Me, me stesso e i miei oppositori

Ed è così che, diobbòno, mi fermo a fare benzina.
Che piacere, fare benzina.
Un’attività tua, solo ed esclusivamente tua.
Ed è per questo che io, con quelli che di notte lavorano alla pompa di benzina, quelli che ti aiutano a rifornirti in cambio di una mancetta, sono un po’ stronzo.
In maniera del tutto Comunista, pro-immigrazione e pro-cooperazione tra popoli, s’intenda.
Però, ecco, scendere dalla macchina, inserire i miei soldi nella macchinetta a cui l’orientamento dei miei soldi non va mai bene, sganciare la pompa e fare benzina sono gesti che mi piacciono, gesti a cui non voglio rinunciare.
Per questo no, scusa, non ho spicci, mi dispiace.

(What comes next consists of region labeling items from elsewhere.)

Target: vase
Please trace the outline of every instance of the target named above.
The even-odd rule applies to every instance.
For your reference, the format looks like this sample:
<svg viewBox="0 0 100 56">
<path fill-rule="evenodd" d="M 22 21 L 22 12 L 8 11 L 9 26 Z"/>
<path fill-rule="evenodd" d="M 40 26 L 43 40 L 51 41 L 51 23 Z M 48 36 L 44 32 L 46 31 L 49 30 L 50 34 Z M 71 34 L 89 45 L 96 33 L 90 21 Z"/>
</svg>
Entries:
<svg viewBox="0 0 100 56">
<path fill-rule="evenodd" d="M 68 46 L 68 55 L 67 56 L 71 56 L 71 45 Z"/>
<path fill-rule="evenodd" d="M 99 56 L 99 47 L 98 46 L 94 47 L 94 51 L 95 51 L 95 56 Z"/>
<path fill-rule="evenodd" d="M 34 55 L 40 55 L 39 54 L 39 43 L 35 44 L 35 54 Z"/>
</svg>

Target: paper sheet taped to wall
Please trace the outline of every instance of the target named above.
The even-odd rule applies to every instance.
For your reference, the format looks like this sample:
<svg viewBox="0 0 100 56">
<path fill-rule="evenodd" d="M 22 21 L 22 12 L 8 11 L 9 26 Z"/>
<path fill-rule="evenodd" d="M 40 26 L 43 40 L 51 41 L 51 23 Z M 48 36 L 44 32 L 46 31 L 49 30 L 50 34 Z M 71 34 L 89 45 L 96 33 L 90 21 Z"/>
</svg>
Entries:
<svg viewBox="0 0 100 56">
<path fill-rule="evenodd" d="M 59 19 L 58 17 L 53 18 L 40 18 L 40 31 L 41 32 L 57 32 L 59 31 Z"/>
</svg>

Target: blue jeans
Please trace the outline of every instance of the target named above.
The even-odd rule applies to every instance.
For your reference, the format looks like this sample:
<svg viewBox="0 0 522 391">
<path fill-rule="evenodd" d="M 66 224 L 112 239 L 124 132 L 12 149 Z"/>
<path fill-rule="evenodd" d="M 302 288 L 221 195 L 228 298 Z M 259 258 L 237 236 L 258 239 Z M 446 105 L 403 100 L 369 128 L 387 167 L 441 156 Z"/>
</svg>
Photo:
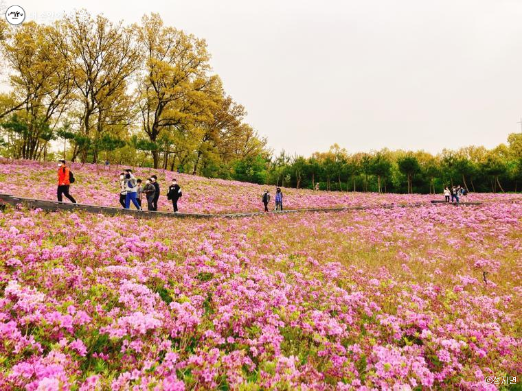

Ma in questo caso, mi fermo un attimo prima.
No, scusa, non ho spicci, mi dispià.
Per la precisione.

Questo tizio mi ricorda qualcosa.
Fino a qualche anno fa lavoravo come cameriere in un ristorante, zona Laurentina (piuomméno).
Come lavapiatti, o sguattero cheddirsivòglia, lavorava un Pakistano, o Indiano, o Bangladesharo, cazzonesò, dio benedica il razzismo, la Lega Nord e in particolare Mario Borghezio.
Aveva sempre il sorriso stampato sulla faccia.
Un sorriso irritante, ventiquattroresuvventiquattràto, che non capivi mai se ti stesse prendendo per il culo o se semplicemente la vita gli avesse regalato un segreto che tu non conosci.
Neanche ne ricordavo il nome.
A lui non serviva un nome.
Lui era il suo sorriso, ebbàsta.

Ed è per questo che no, scusa, non ho spicci, mi dispià.
E mi fermo un secondo a guardarlo.
E penso.
Ma è lui?
Non sembra.
C’è qualcosa di diverso.

I baffi, ecco, ha più baffi.
Ma poi no, dài, questo è più basso.
Sarà che non lo vedo con il copricapo da cucina.
O magari boh, la pettinatura diversa.

Ah.
No.
Ecco.
È il sorriso.
Gli manca il sorriso, cristoddìo.

Faccio finta di non riconoscerlo.
Esaurisco i miei dieci euro di verde.
Rientro in macchina.
E metto in moto, ebbro di un mondo Audi A4, con il motore a scoppio che pompa, inala, consuma.
E la benzina, la benzina vera, quella che permette di metterlo in moto, che perde autonomia, potere e sorriso.